François est, avant toute chose, matérialiste et hédoniste. Il est, non pas d'abord un athée, mais un païen moderne. Son seul objectif c'est d'avoir un bon salaire afin d'acheter toutes les jeunes filles qu'il désire. S'il réintègre l'université et s'il se soumet finalement à l'Islam, c'est principalement pour cela : plus il aura de pouvoir d'achat, plus il possédera de jeunes filles.

Il est également le parangon de l'homme nouveau. Travaillant pourtant sur Huysmans, il reconnaît qu'il ne dispose que de vagues notions sur le christianisme et ne connaît pratiquement rien à l'islam. En fait, la religion l'ennui et le christianisme est vraiment trop exigeant. La seule chose qu'il retire de ses études sur Huysmans, c'est l'importance des bons petits plats préparés par les femmes à la maison lorsqu'elles ne sont plus désirables. C'est la grande découverte de notre professeur d'université à propos de Huysmans.
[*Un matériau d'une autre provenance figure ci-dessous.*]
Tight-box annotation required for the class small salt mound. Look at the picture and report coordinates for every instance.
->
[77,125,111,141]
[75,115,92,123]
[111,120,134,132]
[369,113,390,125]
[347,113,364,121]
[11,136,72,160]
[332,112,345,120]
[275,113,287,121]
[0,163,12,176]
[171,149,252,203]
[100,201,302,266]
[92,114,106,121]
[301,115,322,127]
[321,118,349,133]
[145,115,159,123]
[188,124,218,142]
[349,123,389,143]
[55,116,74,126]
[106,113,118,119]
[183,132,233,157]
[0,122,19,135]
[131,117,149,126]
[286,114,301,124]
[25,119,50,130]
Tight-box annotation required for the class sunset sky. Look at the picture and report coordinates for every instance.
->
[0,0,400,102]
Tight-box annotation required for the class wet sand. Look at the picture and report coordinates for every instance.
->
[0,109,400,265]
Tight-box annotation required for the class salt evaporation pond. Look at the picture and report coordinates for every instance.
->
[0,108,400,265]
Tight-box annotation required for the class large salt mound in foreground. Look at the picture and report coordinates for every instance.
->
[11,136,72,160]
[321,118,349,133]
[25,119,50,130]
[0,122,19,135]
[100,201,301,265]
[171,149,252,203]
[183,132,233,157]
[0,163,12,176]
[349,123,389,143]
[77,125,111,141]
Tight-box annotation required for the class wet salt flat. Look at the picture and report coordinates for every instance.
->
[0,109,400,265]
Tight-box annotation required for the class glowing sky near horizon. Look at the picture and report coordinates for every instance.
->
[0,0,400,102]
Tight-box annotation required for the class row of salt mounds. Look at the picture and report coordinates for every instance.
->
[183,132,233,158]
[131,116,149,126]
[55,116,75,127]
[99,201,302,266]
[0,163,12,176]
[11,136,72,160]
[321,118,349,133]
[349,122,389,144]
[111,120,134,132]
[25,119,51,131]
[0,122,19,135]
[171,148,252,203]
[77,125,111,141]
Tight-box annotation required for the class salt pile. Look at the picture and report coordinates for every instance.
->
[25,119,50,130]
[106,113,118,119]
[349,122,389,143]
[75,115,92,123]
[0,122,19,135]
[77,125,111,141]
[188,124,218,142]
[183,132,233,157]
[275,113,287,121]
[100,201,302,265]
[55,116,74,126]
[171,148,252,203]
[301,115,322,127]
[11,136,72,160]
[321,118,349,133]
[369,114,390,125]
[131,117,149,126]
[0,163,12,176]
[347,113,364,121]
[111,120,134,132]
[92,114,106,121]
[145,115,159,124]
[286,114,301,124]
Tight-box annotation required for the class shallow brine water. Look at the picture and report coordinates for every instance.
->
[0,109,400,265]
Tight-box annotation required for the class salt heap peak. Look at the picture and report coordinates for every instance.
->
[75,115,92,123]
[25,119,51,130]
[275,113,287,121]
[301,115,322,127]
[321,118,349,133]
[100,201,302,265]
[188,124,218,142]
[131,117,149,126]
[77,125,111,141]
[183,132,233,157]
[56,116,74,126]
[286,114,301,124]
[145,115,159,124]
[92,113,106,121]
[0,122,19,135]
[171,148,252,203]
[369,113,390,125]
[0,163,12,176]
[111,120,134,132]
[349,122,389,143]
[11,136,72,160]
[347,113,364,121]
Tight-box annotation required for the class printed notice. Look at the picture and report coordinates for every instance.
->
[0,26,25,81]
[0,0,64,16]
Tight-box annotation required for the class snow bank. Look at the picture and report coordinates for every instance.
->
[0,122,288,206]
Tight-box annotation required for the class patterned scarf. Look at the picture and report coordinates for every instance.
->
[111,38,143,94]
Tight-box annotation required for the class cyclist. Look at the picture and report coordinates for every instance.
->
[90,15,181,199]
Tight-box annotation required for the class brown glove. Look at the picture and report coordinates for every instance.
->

Michel Houellebecq nous dit également que François ne connaît que bien peu de choses de l'histoire nationale. Certes, François ne voyage pas, mais ce n'est pas par amour pour la France : les voyages l'ennuient et le fatiguent. L'action se déroule à Paris, mais elle pourrait très bien se dérouler dans n'importe quelle ville cosmopolite. À tous les niveaux, François est un parfait déraciné. Son père est un connard, tout juste François s'étonne que son père ai pu se passionner de chasse et des beaux fusils. Cet aspect est encore renforcé par l'absence de description physique du héros. François n'a pas de corps ni de visage. En revanche, il a un sexe. C'est la seule chose que nous savons avec certitude de son apparence physique. Il est physiquement une bouche et un sexe ; presque une pure abstraction en somme.

Michel Houellebecq nous montre l'élite cosmopolite dans sa phase avancée de dégénérescence. Celle qui a tout abandonné et qui a tout trahi et qui, finalement, se fatigue de tout, sauf du pouvoir que donne l'argent. Cette élite sera, par conséquent, capable de se soumettre à l'islam, ou à n'importe quel autre messianisme, qui lui donnera enfin la caution qu'elle attend pour s'adonner sans restriction à son unique et ultime désire qui lui reste : l'argent et le sexe.

"Soumission" est donc aussi le dernier roman possible sur cette élite déracinée et dégénérée. Après cela, c'est le néant. "Soumission" est la phase qui précède l'entrée dans le néant. C'est la phase dans laquelle nous sommes. Pour Michel Houellebecq, qui a toujours écrit sur cette figure de l'épuisement de l'élite, il s'agit certainement d'un suicide littéraire.